Por seguir y tal vez: a diferencia de Las horas, el nuevo
título le permitía a Woolf conectarse al ramal femenino de Madame
Bovary (Clarissa también recibía a Emma) y, por su intermedio, a
Flaubert, campeón jurídico del indirecto libre, una de las tecnologías que,
como se ve en la cita anterior, la escritora buscaba rebasar interfiriendo las
ciencias positivas del narrador realista desde adentro, en una tercera persona
“anfitriona” pero absolutamente captada por las primeras de los personajes.
Así: una encrucijada en continuo de horas y voces, que la novelista intentaba
domeñar, se expandía a la velocidad del universo y tomaba su tamaño. Diario,
19 de junio de 1923: “Diré que va a ser una lucha endiablada. Su estructura es
extraña y dominante. Siempre tengo que retorcer mi sustancia para que se adecúe
a la estructura”.
Mrs. Dalloway dará una fiesta y ella misma sale a comprar las flores;
regresa a su casa, cose su vestido de noche y recibe a sus invitados. Camina
calles y parques del centro de Londres, plenas de gente y, al ritmo de su paso,
de sus recuerdos y balances va destacando a los personajes, los tocados por la
ficción novelesca: Hugh Whitbread y su esposa, Sally Setton, Mr. Dalloway, Miss
Kilman, su hija Elizabeth… Peter Walsh, su desentonado amor juvenil. Algunos
están invitados a la fiesta y allí reaparecerán en las páginas finales, otros,
desconocidos y ausentes, ingresan por un sistema controlado de mediaciones, del
que Mrs. Dalloway es soporte.
El ejemplo de Septimus vale en su magnitud. Se cuela en una explosión
callejera que los sorprende a Clarissa, a él y a todos los transeúntes, pero
solo la historia de Septimus gana distinción y relieve, con sus alucinaciones
pos bélicas, los tratamientos de William Bradshaw y su desenlace: “¡Oh! pensó
Clarissa, la muerte hace su aparición en plena fiesta.” Y más adelante: “El
esplendor de la fiesta se desmoronó, tan extraño era estar sola con todo su
lujo. ¿Por qué se le había ocurrido a los Bradshaw hablar de la muerte en su fiesta?”.

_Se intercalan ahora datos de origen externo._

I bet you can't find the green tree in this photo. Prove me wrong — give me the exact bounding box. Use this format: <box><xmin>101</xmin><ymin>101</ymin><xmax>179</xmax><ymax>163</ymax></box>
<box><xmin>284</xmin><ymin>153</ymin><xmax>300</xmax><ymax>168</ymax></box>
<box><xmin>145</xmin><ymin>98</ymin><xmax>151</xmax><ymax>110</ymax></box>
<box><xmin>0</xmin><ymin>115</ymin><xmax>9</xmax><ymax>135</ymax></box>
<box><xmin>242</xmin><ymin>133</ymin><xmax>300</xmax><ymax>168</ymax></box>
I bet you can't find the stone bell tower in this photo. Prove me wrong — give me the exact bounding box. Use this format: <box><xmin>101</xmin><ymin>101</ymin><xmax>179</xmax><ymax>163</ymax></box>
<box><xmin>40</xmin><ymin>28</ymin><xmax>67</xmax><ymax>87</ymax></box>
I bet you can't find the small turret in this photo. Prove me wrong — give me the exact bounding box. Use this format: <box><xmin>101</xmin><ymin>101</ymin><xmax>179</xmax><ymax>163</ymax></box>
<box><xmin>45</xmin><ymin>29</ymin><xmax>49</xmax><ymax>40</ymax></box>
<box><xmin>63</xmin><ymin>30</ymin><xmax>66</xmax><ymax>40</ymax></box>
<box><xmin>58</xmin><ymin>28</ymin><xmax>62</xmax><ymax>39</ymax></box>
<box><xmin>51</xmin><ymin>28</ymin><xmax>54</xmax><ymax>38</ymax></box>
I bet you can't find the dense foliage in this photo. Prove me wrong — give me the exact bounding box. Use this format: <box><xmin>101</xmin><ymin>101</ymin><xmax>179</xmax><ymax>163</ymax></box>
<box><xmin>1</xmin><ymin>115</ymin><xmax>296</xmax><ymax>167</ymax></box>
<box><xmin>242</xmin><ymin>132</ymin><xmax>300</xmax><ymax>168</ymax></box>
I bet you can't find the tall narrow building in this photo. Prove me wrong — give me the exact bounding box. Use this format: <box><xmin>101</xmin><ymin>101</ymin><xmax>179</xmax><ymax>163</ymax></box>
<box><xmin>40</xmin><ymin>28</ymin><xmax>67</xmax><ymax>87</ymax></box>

Fue Virginia Woolf quien pensó, como nadie antes, el entorno concreto de
las tareas de escritura. Una distribución económica y habitacional determina y
hasta supedita fuertemente la elección de un género, la estructura general del
relato o del poema, la sintaxis de la frase, o el corte de verso. No es lo
mismo una novela escrita a expensas de rentas, unas exactas 500 libras anuales,
y en soledad, que otra escrita en la sala de estar a la intemperie de
familiares y al albur financiero.
Esta es la realidad concluyente de las escritoras, e importa más que sus
propósitos miméticos, porque allí, en el avance de la atención, el tiempo y el
trabajo, se juega la arquitectura artística de una obra literaria; sus “arcadas
y cúpulas”, escribe Woolf, que construyó las suyas en un cuarto propio y sin
interrupciones. Es algo muy registrado en sus ensayos y escritos íntimos, pero
palmario en la incandescente continuidad somática de Mrs. Dalloway,
que parece escrita por una diosa colosal de la sincronía, en una sentada de
tres años, sin descanso ni fatigas.
Las traductoras argentinas, Teresa Arijón y Bárbara Belloc, poetas
ambas, buenas escuchas de la sinfonía coral de esta novela, respetan
cortésmente al lector y confían en él. No lo llaman a cada frase entorpeciéndolo
con datos que, si fuera imperioso, pueden encontrarse a un clic enciclopédico,
ni desambiguando términos o expresiones que el traductor mismo debería resolver
antes que comentar a pie de página. Breves notas al final del libro dan
información sin robarle protagonismo ni a los personajes, ni a la autora, ni al
lector, y, desiderátum woolfiano: sin interrumpirlos.
¿Necesitan presentación Mrs. Dalloway y Mrs. Woolf?
Quizá hoy, a sus casi cien años, la respuesta sea: desde luego que no. Pero el
lector en la mesa de novedades habría agradecido que, al dar vuelta el libro,
en la contratapa, además de una cita entrecortada, y una frase más bien lavada
de Borges que no las quiso tanto como merecían, los editores hubieran
redactado, sino elogios –tan meritorios en este caso como en ningún otro–, al
menos algún dato, de la infinidad que circulan desde la primera edición de la
novela, y cuando es bien sabido que ambas, como los clásicos y como el
universo, hasta el fin de los tiempos estarán en expansión.
Mrs. Dalloway, Virginia
Woolf. Trad. Teresa Arijón y
Bárbara Belloc. Cuenco de Plata, 224 págs.